Seinem Anfang gleich klingt "Sculptures" ruhig und atmosphärisch aus, um nahtlos zu "Mirror" überzuleiten. Das Netz aus verzerrten Akkorden, behäbigen Drums und Growls wird langsam dichter, zum Ende des 19-minütigen Schwergewichts schlägt die bis dahin durchgängige, erhaben-melancholische Stimmung allmählich ins Bedrohliche um. Nach dem Blick in den Spiegel des Verderbens zieht "Abomination" die Schlinge weiter zu, die Akkorde werden härter und dissonanter. Es scheint, als würde man sich durch den immer dichter werden Wald einem unheilvollen Höhepunkt nähern, der sich schlussendlich in "Maze" manifestiert. Die fragile Komponente des Klangkonstrukts ist verschwunden, wir finden uns im Zentrum angekommen, wo uns der grollende Dämon erwartet und mit seinem linken Zeigefinger zerquetscht. Ruhe kehrt ein und wir kehren zurück in die Realität - oder zu "Sculptures", dem Startpunkt der Reise.

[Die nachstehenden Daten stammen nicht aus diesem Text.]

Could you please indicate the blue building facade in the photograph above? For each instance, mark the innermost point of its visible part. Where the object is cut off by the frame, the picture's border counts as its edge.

Hut ab! Was die OAK hier mit "Lone" (wohlgemerkt zu zweit!) abliefern, ist mehr als nur Musik - es ist eine Offenbarung, eine spirituelle Erfahrung, eine Zeitmaschine, in der 51 Minuten so kurz erscheinen wie der alltägliche Gang zum Briefkasten. Dazu präsentiert sich die Debutscheibe der Portugiesen in einem Sound, der ebenso perfekt ist wie die durch ihn transportierte Tonkunst. Kristallklar, urgewaltig und dennoch unverfälscht - die Drums klingen so natürlich, als stünde man direkt neben der Schießbude. Selten war ich so uneins darüber, ob für das vorliegende Werk die hart umkämpfte Höchstnote in Frage käme, denn so tief ich hier auch grabe, kann ich nichts ausmachen, das es ernsthaft zu kritisieren gäbe. Und wenn ich den Blick in die Glaskugel wage und mir vorstelle, dass das letzte Quäntchen Hochgefühl in der Zukunft verborgen liegen könnte, erscheint mir dieser Ritterschlag für das Duo in greifbarer Nähe.